A presidente interina da Venezuela, Delcy Rodríguez, anunciou na quinta-feira, 23 de abril de 2026, o fim da Lei de Anistia sancionada por ela há dois meses. A decisão ocorre apesar de organizações relatarem a existência de presos políticos no país.
Rodríguez afirmou: “Esta Lei de Anistia está chegando ao fim. Para os casos que não foram abrangidos ou, melhor dizendo, foram expressamente excluídos da Lei de Anistia, existem outras vias pelas quais podem ser buscados.” A declaração foi feita durante a posse da Comissão para a Grande Consulta sobre a Reforma da Justiça Criminal, no Palácio de Miraflores, e transmitida pelo canal estatal VTV.
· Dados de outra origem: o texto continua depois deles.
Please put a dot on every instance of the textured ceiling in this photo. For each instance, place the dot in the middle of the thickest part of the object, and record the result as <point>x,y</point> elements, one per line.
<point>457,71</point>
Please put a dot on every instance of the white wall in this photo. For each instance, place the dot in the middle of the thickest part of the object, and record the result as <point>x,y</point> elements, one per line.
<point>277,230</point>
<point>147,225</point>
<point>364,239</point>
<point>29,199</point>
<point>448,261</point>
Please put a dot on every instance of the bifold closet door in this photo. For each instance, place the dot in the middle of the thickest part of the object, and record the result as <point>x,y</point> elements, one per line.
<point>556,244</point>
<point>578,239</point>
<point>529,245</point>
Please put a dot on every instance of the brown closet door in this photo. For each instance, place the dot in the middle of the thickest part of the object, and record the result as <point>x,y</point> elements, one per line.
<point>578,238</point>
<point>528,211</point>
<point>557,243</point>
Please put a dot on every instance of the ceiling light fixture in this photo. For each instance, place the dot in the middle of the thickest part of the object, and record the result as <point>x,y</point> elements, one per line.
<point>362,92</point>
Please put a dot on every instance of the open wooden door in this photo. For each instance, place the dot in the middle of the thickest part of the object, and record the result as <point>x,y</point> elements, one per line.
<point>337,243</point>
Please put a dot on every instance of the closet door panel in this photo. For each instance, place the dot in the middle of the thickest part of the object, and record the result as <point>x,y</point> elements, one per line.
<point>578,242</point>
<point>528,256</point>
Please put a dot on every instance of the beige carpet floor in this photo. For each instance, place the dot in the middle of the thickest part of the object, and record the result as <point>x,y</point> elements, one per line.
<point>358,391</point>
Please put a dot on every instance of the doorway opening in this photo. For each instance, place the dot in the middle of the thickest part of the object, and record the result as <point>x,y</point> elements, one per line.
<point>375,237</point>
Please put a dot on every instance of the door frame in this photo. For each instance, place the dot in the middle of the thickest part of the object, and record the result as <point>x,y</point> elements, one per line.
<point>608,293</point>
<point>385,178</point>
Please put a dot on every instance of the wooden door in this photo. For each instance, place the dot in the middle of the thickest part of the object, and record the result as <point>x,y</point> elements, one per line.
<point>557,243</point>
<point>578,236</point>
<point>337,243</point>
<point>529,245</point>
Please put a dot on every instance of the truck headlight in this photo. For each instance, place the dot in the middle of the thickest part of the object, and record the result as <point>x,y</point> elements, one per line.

A presidente interina não detalhou as razões que levaram ao encerramento da lei. Segundo ela, casos não previstos na legislação podem ser tratados pelo Programa de Convivência Democrática e Paz, além da recém-criada Comissão Nacional de Reforma da Justiça Criminal.
O Parlamento da Venezuela havia aprovado, em 19 de fevereiro de 2026, uma lei de anistia geral, sancionada por Rodríguez, que assumiu o poder após a captura de Nicolás Maduro em uma operação militar dos Estados Unidos em 3 de janeiro. A medida foi amplamente criticada por organizações de direitos humanos e parte da oposição, pois excluía militares e pessoas envolvidas em ações armadas contra o país.
Especialistas independentes das Nações Unidas destacaram que a anistia “deve ser aplicada a todas as vítimas de processos ilegais e integrada em um processo abrangente de justiça de transição.” Embora a lei estipulasse que sua aplicação abrangeria o período entre 1999 e 2026, na prática, seu escopo foi limitado a 13 momentos específicos de crise política desde 2002.
Essa limitação resultou na exclusão de inúmeros casos de detenções registradas em pelo menos 15 dos últimos 27 anos, além de incidentes relacionados a operações militares. Na quarta-feira, o deputado Jorge Arreaza, presidente da comissão que supervisionou o cumprimento da Lei de Anistia, informou que 8.616 pessoas que estavam detidas ou sob medidas cautelares alternativas à prisão recuperaram a liberdade desde a entrada em vigor da lei, há dois meses.
No entanto, o número é contestado pela Foro Penal, que afirmou: “Desde 8 de janeiro de 2026, houve 768 libertações de presos políticos, das quais apenas 186 ocorreram em decorrência da anistia.”